Thursday, August 6, 2009

By Popular Demand: Grammar & Spelling Lesson #5

Today's lesson is a short & simple one: 'of' vs. 'have'. I saw this frequently when I was in college student teaching. I thought it was mostly a children's issue & I blamed the laziness of the spoken American language. (Yes, I realize we speak English, but the more non-American English-speaking people I meet, the more I'm convinced Americans are lazy in our speech.)
What do we hear?
"I shoulda gone to the store."
"I could of done that."
Some people guilty of this may know better when they write:
"I should HAVE gone to the store."
"I could HAVE done that."

But sometimes I see 'of' in place of 'have' even in writing. "Have" shows that the action was in the past. There is never, ever a reason to use 'of' in this situation.
"I should have..."
"I could have..."
For the children's sake, make sure you're annunciating 'have' so they don't hear 'of'. :) Please! For the children's sake! hehe Now you feel guilty, don't you? :)


inkOBSESSIONdesigns said...

THANK YOU!!!!! :)

Angela said...

good lesson...

I was in the bank this morning and heard one I really hate:

"I seen you on your motorcycle yesterday."

makes my skin crawl

Sarah (OP Designs) said...

Awesome! As an English major, I approve of your quest against English ignorance.

Molly Lou Gifts said...

Drives me insane!!!! AHHHHH! Thanks so much for saying it. I used to correct my students all of the time.
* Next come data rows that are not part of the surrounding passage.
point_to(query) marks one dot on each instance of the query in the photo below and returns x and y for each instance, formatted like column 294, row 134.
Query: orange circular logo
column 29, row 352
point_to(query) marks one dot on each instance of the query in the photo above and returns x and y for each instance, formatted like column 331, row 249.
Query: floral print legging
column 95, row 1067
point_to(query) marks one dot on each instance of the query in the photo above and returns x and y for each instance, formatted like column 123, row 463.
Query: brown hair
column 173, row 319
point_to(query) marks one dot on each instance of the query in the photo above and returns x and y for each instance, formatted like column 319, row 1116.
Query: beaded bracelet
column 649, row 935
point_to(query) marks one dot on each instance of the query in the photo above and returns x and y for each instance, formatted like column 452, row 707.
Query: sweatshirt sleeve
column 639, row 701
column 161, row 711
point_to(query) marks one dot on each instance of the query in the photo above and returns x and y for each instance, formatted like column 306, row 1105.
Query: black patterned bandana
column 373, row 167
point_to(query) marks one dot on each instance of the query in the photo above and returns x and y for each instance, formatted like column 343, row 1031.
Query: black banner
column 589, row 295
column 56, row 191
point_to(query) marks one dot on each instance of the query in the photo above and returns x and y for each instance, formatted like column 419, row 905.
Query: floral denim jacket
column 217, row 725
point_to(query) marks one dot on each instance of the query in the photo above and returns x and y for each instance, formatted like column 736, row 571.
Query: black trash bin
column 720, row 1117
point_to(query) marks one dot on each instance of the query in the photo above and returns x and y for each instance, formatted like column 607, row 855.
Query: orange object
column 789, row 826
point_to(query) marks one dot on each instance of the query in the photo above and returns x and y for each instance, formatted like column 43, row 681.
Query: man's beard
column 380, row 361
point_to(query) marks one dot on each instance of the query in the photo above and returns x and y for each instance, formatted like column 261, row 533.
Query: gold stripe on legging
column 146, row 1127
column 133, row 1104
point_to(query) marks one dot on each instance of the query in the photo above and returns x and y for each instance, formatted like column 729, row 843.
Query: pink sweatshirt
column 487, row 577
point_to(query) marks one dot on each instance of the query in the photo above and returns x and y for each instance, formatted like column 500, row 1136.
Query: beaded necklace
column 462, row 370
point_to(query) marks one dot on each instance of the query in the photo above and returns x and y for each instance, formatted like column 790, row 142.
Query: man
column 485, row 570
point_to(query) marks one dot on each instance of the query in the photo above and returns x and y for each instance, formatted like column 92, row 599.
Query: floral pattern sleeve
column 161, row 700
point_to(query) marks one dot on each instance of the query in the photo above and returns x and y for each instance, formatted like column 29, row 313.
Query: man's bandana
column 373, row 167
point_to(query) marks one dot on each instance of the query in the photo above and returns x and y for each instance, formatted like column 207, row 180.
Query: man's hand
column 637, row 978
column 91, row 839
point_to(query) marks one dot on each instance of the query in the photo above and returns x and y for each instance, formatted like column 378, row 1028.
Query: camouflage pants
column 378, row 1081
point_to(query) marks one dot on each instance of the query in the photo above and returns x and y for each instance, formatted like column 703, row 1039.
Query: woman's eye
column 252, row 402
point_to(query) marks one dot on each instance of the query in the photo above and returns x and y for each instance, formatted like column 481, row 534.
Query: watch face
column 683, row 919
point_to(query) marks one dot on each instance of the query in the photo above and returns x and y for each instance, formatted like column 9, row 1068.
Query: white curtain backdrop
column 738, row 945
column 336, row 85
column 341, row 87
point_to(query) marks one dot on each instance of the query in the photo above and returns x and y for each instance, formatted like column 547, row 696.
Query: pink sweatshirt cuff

Well done grammar guru, Bitsy!

Eva said...

I could never really understand the meaning of 'Of' used just as you described. I've heard it a lot. And they were people with english as a first language. Thanks for explaining so fully! English is my third language, so I'm still learning.

Joan said...

Eva, it appears you're doing very well with your 3rd language! ;)
For many Americans, we write how we hear. There are a handful of accents where 'have' does SOUND like 'of', so people start writing it that way, too.